Voivodeship road 678 (droga wojewódzka nr 678) in Poland is a voivodeship road with a length of 52 km located entirely in the Podlaskie Voivodeship.

==Route==
It is a route connects the Voivodeship administrative center Białystok with Wysokie Mazowieckie. It runs through the Wysokie Mazowieckie County (gminas: Wysokie Mazowieckie, Wysokie Mazowieckie commune, Sokoły commune) and Białystok county (communes: Łapy commune, Turośń Kościelna commune, Juchnowiec Kościelny commune, Białystok County, Białystok city).

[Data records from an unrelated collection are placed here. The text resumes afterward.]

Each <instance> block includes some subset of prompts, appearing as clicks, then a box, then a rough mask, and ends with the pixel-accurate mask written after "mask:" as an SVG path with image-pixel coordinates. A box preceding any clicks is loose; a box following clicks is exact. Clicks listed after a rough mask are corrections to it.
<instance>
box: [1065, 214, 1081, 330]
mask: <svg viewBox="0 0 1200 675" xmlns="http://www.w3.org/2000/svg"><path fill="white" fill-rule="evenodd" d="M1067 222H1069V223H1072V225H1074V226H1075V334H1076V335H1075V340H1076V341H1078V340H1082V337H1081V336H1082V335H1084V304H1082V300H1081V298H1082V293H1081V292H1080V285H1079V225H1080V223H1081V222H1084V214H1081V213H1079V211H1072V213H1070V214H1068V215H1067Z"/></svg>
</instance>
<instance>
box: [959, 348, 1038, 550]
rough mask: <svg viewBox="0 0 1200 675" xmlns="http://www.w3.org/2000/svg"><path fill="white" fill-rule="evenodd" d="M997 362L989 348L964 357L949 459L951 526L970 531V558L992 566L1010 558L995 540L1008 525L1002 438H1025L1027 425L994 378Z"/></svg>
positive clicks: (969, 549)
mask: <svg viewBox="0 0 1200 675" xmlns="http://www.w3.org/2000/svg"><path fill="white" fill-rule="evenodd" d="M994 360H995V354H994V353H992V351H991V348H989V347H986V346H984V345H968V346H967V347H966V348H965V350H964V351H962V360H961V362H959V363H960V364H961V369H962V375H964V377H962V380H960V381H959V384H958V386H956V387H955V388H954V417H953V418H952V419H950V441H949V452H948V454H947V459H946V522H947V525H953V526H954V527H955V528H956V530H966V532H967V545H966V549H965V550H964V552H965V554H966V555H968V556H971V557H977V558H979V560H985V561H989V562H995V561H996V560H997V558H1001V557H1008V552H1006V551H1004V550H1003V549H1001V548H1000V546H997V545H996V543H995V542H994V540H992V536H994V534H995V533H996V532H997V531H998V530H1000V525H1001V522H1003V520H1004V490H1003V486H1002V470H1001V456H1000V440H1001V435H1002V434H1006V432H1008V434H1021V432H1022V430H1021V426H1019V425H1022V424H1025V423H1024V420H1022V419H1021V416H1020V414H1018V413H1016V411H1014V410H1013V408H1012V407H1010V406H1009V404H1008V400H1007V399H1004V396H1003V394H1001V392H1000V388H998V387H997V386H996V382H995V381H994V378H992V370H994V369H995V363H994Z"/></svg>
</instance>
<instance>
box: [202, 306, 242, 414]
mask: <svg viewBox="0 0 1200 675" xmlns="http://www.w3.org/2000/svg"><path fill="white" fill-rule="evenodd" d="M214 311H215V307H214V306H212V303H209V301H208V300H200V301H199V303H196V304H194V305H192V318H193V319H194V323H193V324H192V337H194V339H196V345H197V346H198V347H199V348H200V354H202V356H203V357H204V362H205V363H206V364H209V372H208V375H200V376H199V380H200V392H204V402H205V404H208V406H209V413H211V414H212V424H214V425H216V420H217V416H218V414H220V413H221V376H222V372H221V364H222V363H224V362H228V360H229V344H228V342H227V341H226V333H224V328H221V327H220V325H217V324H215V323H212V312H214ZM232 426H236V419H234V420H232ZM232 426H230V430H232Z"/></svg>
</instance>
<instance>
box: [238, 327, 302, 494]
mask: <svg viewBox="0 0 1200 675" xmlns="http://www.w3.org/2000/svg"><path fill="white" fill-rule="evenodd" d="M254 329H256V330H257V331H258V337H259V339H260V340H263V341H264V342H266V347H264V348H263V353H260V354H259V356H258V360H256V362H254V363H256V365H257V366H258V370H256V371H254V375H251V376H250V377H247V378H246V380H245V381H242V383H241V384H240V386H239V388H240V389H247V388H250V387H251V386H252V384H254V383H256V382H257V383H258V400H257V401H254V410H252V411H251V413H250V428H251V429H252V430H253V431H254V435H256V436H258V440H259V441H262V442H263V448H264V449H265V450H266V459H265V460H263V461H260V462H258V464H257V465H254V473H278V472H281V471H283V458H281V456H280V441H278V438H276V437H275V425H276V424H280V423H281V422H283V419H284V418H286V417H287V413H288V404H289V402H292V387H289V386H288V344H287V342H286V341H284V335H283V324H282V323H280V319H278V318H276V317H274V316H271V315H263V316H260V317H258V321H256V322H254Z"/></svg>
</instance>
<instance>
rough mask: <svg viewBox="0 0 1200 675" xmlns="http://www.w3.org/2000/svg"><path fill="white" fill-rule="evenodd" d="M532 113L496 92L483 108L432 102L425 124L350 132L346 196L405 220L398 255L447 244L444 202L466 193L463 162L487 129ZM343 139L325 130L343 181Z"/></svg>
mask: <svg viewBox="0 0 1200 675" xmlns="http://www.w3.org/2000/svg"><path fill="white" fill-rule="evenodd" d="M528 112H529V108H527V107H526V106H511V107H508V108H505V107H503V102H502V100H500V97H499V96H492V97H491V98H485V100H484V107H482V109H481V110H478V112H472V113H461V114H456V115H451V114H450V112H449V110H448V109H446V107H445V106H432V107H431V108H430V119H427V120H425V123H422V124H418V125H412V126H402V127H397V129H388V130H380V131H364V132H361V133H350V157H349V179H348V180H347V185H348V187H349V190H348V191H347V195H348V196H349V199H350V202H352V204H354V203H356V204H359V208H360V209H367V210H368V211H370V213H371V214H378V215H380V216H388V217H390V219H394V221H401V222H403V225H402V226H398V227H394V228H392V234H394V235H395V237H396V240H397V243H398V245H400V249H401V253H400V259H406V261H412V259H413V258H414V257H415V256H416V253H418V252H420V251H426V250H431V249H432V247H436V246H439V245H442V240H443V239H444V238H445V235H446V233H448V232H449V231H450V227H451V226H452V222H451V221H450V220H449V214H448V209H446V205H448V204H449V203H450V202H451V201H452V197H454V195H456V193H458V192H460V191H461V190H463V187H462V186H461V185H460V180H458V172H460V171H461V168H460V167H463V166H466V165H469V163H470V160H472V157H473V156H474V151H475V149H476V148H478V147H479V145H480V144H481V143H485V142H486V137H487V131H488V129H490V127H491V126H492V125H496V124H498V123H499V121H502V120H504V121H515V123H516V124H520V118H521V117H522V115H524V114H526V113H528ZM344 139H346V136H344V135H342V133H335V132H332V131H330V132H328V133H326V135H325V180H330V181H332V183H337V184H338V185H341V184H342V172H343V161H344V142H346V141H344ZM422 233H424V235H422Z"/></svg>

There are 2 rail crossings on the route (in Kruszewo-Brodów and in Baciuty), several bridges over the rivers Ślina, Narew and Awissa. The route has 5 intersections with provincial and national roads.

It is planned to change the course of the route to run through Łapy and from there along with DW681 to Białystok, in order to bring out heavy traffic from the Narew National Park, Łupianki Stara and Tołcz and improve transport from Wysokie Mazowieckie To Łapy and Białystok. The construction of the Łapy beltway and the dual carriageway route of Łapy–Białystok is underway, and the belfry of Księżyna and a two-section section through Horodniany and Kleosin to the capital of the province was established.